But by June, much to Republican leaders' surprise, $400 billion in new taxes increases were on the table.
Incensed at this turn of events, congressional Republicans pulled out of the talks and demanded the president meet with GOP leadership to discuss the newest stalemate.
For all the public bluster, McConnell has said he was deeply concerned about what missing the debt default deadline would do to the country's ailing economy and to national and international markets.
The day after riding in a July Fourth parade in Campbellsville, Ky., he returned to the office in Washington, gathered his staff around and shared his idea. His plan would have Obama propose lifting the debt ceiling by roughly $2.5 trillion in three phases over the next two years. Obama would make a $700 billion request to Congress by Aug. 2.
Ironically, the McConnell plan would essentially allow a "clean" debt limit, one without any of the deficit reductions that had been discussed in the White House talks. Liberal Democrats have long urged a debt limit without such strings.

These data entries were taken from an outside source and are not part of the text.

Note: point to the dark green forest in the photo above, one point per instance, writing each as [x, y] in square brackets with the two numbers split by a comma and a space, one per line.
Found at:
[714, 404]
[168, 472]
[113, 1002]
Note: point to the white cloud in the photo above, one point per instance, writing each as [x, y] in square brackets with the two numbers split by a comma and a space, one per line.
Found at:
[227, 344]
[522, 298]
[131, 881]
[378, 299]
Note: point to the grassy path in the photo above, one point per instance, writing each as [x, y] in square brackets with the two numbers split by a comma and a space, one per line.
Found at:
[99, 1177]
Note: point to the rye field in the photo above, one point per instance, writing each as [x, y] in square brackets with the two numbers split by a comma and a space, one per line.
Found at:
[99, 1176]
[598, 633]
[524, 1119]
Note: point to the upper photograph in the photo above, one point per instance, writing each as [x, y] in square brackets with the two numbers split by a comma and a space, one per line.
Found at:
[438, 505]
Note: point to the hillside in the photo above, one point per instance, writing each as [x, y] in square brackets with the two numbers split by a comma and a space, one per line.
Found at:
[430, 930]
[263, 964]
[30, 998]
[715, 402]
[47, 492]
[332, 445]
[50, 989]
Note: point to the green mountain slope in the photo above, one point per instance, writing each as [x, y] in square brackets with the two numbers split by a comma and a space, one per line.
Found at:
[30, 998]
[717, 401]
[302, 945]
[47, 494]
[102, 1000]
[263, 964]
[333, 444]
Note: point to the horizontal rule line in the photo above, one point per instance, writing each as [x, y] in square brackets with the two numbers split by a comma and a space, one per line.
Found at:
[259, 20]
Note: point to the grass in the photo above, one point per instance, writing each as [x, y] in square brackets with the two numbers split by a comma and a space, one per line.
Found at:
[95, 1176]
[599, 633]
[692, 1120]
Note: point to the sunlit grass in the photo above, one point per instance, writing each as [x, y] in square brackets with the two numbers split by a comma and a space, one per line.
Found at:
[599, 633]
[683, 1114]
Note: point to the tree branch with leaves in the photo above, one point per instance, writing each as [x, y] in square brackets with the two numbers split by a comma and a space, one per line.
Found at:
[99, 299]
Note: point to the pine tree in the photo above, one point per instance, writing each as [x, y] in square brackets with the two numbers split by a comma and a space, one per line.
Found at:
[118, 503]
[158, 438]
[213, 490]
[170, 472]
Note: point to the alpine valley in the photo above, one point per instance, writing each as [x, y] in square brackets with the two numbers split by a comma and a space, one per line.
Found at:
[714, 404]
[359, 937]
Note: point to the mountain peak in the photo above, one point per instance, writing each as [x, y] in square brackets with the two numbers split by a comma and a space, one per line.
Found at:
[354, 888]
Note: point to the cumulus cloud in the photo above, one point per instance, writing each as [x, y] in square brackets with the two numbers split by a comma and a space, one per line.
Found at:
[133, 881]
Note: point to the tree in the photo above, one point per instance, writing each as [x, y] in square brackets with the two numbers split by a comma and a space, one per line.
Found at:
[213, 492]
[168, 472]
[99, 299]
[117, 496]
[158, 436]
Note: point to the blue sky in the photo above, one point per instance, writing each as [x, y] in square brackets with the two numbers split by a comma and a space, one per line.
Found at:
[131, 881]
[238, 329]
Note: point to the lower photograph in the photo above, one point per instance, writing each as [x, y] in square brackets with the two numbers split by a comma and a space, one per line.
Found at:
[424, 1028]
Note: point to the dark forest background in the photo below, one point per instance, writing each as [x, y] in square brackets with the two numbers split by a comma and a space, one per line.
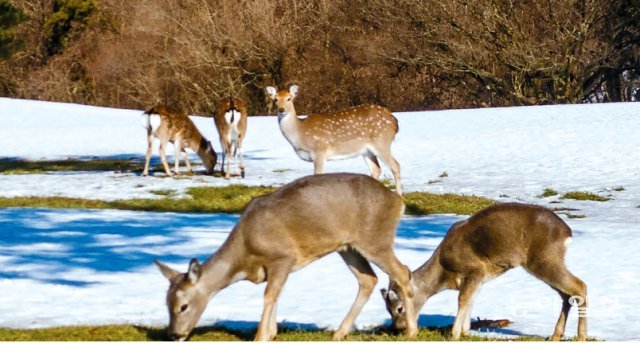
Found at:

"It was brilliant," said Jennifer Duffy, a senior editor at the Cook Political Report. "It put the responsibility in Obama's lap, it allowed the Republicans multiple opportunities to vote for cuts and it gave some moderate Democrats some cover. Everybody won."
(EDITORS: BEING OPTIONAL TRIM)
McConnell unveiled the plan during a specially scheduled meeting with fellow Senate Republicans and made clear that he deemed a "big deal" with the White House by Aug. 2 highly unlikely. The lawmakers asked about the political ramifications. McConnell answered. Then, only when he was satisfied that most of the rank-and-file would support him — or at least not throw up too many roadblocks — did he head back to his leadership office.
McConnell called Senate Majority Leader Harry Reid, D-Nev., to pitch his idea and waited.
In recent days, the White House has increasingly reiterated that while officials there hope for a broader deal to raise the debt ceiling, McConnell's proposal is "a fallback option — simply to get that done," spokesman Jay Carney told reporters last week.
"McConnell has a tendency to get to the end of the book before everyone else," Duffy said. "He sees all the moving parts and everything that comes together."